The effectiveness of peer tutoring in higher education

Existing literature defined peer tutors as substitute teachers who transfer knowledge from teachers to students (Topping, 1996). As peer tutoring developed, a modern conception of peer tutoring was given to individuals from comparable social classes who are not qualified teachers assisting one another in learning and learning by teaching (Alegre Ansuategui, Moliner Miravet, 2017; Topping, 2020). Peer tutoring is characterized as good, cost-effective for tutees in higher education than traditional remedial programs, which are primarily concerned with passive learning and have often been condemned by scholarship organizations for not involving students in professional activities (Topping, 1996; Stump et al., 2011). Numerous research reported undergraduate students in peer tutoring groups obtained significantly exceptional academic achievement compared to students who were not peer tutored (Topping, 1996; Sobral, 2002; Saunders (1992); Maynard & Almarzouqi, 2006; Comfort & James McMahon, 2014; Topping et al., 2017; Raja et al., 2018). Apart from enhancing academic performance, peer tutoring also improves positive learning attitudes and student motivation (Malone et al., 2019). Núñez-Andrés et al. (2021) examined 103 undergraduate students and evaluated the suggested peer learning experience and its influence on their sustainability mindsets and education. Sanchez-Aguilar (2021) reported that both tutors and tutees possessed active and effective experiences in their English-language tutoring. The result showed peer tutoring increased students’ knowledge, motivation, and dedication to the disciplines they were taught in.

Cross-year small-group tutoring, one of the forms of peer tutoring, is when senior undergraduates or postgraduates act as tutors for lower-year undergraduates, and every tutor works with a small group of students at the same time (Topping, 1996). Research has shown that cross-year small-group tutoring is effective in enhancing students’ academic performance, reducing dropout rates, and increasing confidence. Bobko (1984) found that although no critical improvement in course grades among tutees compared to previous years for 25 tutees who were peer tutored 12 h per week, there were notable benefits: tutees reported increased confidence and reduced anxiety, while tutors improved their own knowledge and communication skills. Lidren et al. (1991) compared the results of peer tutoring groups of six with groups of twenty using randomized control groups. Compared to pupils who did not get tutoring, both groups outperformed them academically in terms of test scores and favorable subjective evaluations. The results of the smaller peer-taught groups were superior to those of the bigger ones. Arnemen and Prosser (1993) found that both tutors and tutees gained confidence through peer tutoring in Australia. American River College (1993) discovered that even though tutees received lower general Grade Point Average (GPA), tutees outperformed non-tutors in the disciplines in which they received tutoring.

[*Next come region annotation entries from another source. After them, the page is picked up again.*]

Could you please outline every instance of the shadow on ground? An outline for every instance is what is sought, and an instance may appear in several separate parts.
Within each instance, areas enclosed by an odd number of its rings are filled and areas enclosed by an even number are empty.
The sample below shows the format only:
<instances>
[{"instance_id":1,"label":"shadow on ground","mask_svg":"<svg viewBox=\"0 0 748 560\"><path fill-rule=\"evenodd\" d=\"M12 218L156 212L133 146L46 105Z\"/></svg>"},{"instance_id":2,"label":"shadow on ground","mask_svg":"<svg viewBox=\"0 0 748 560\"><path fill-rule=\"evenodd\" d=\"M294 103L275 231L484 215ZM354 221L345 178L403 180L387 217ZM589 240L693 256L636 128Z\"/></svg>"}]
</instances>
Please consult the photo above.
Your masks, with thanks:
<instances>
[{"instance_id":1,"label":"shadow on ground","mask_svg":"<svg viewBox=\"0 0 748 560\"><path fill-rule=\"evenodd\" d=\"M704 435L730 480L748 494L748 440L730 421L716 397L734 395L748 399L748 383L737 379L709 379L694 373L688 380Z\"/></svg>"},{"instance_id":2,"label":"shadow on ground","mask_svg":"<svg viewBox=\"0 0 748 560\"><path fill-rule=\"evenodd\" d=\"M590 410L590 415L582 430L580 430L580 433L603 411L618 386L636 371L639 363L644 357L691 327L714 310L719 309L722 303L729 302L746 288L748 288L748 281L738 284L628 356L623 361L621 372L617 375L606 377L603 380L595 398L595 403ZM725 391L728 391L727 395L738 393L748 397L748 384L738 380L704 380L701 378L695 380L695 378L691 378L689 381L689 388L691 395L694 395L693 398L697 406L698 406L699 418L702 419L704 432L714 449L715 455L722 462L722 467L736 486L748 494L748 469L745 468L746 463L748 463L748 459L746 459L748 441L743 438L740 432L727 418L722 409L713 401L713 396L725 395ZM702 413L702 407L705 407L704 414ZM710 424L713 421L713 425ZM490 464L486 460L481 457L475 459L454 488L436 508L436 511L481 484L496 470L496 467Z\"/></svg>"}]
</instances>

BOPPPS model in teaching practice: heterogeneous and multidimensional

The BOPPPS model, a participatory teaching approach, serves as a teaching pedagogical technique for lesson planning and designing. Pattison and Russell (2006) introduced this model, which was originally developed by Douglas Kerr and his research team in Canada, in the Instructional Skills Workshop (ISW) book. They explained this six-phase process as such:

B: Bridge-in. Build motivation and link the lesson objective to the learners.

O: Objective. Clarify what learners should know, think, value, or do by the end, including conditions and performance levels.

P: Pre-assessment. Identify what learners already know about the learning topic or content.

P: Participatory Learning. Engage learners actively in the learning activities.

P: Post-assessment. Find out at which level learners meet the objective.

S: Summary. Allow learners to reflect and integrate the lesson.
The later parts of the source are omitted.